Well, I'm Back

« Idiots | Main | Winter's Day On The West Coast »

August 8, 2009

Homework

Posted by roc at August 8, 2009 10:21 AM

Comments

Let p = (a,b) and q = (c,d); then by expanding dot(tp-q, tp-q) = r^2, and rearranging, we get t^2x - 2ty + z = 0, where x = (a^2 + b^2 - r^2), y = (bd + ac), and z = (c^2 + d^2). Apply the quadratic formula to get t = (2*y +- sqrt(4*y^2 - 4*x*z))/(2x).

For the second one, I guess you can immediately narrow the candidates at each step of an iterative solution to those forming the convex hull around the as-yet-unmoved rectangles, and further to those forming v's "side" of the hull. I don't see any immediately elegant solution for choosing which one on the hull to move, except perhaps for smallest first. Perhaps this: choose the largest candidate rectangle, and sweep the line parallel to perp(v), in the direction of (-v), until you hit the second corner (or if v itself is axis aligned, the other side), marking any other rectangles that are touched by the line. Those should be (recursively?) moved first.

That would probably be slower in practice than a simple heuristic and collision testing the translated rectangles to guarantee no overlaps.

I don't see any situation in which such an order couldn't be found...

Posted by: Ben Karel at August 8, 2009 4:00 PM

I really like the second one: intuitive, but a bit tricky to prove.

Do you have any geometric intuition for the formula for the first problem, though? Also, is binary searching for the answer numerically saner than using a closed formula?

Posted by: MauricioC at August 8, 2009 4:51 PM

Ah, this reminds me of mathletes...
For the circle problem, I introduced a variable theta for the angle between the x axis and the radius joining points tp and q. I set up formulas for the x and y coordinates of q, and with some trig identities I ended up with a quadratic equation for t. (then you could use t to solve for tan(theta)).
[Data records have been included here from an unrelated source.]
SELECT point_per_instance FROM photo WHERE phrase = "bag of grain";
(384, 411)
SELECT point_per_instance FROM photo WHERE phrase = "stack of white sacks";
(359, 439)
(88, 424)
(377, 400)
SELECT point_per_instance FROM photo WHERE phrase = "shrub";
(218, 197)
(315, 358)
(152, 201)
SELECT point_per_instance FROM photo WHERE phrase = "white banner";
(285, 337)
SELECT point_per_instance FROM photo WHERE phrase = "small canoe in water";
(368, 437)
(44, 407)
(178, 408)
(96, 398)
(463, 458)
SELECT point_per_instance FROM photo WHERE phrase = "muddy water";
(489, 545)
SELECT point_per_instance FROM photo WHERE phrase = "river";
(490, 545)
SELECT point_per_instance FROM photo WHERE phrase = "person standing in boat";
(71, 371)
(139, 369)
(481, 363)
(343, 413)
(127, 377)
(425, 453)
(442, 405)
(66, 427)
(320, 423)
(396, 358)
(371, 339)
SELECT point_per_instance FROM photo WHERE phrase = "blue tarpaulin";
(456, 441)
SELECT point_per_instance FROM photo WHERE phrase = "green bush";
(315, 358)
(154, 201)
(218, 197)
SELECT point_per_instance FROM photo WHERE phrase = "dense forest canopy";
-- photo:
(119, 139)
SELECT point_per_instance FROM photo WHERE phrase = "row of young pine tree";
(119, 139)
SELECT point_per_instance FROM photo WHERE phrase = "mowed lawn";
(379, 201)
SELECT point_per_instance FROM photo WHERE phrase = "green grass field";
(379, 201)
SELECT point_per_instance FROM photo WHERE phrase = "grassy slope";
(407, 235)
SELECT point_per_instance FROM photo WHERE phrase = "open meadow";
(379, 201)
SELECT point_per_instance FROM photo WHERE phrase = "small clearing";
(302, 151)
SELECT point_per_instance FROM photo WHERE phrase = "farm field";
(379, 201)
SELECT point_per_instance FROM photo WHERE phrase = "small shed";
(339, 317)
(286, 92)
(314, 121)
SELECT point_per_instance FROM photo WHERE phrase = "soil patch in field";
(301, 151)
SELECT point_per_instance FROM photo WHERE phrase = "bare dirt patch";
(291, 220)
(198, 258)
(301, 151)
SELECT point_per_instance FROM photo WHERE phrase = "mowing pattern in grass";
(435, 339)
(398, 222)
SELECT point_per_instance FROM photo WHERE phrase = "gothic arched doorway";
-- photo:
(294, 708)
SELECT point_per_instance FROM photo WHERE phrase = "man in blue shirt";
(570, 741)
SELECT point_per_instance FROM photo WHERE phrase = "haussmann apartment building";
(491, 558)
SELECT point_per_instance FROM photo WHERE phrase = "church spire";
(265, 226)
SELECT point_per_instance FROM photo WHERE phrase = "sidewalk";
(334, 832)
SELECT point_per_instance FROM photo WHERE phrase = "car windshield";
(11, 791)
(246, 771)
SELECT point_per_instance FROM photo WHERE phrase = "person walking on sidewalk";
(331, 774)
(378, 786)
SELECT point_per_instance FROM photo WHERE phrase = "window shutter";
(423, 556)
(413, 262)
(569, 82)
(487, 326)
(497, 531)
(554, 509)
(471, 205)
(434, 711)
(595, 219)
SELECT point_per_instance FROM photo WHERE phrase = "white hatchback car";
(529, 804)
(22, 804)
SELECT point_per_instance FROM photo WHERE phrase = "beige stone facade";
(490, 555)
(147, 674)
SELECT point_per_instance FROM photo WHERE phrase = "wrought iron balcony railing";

And now I realize I could've gotten that much quicker by just using vector math from the start...

Posted by: James Napolitano at August 8, 2009 5:25 PM

Haven't done some of this stuff for awhile. I tried the first one.

Eqn for Circle Ct is:

(x - t * px)^2 + (y - t * py)^2 = t * r^2

Solving for t we get a quadratic equation. I get:

A * t^2 + B * t + C = 0

where A = (px^2 + py^2)
B = - (2* qx * py + 2 * qy * py + r^2)
C = (qx^2 + qy^2)

The minima of this quadratic curve occurs when the tangent is zero, so take derivative:

2 * A *tmin + B = 0
tmin = -B / 2 * A

thus:

tmin = (2 * qx * px + 2 * qy * py + r^2) / 2 * (px^2 + py^2)

Was I even close? :)

Posted by: Jeff Schiller at August 8, 2009 5:44 PM

For the rectangle one, I think you want to transform your coordinates into the uv plane, where u is orthogonal to v. Then you might do something like order the rectangles by the v coordinates of their corners, and when 2 rectangles have overlapping v coordinates, go by the u coordinate. But it's too late here to work out the details now. And I hope you're not allowing for infinite sequences of rectangles... ;)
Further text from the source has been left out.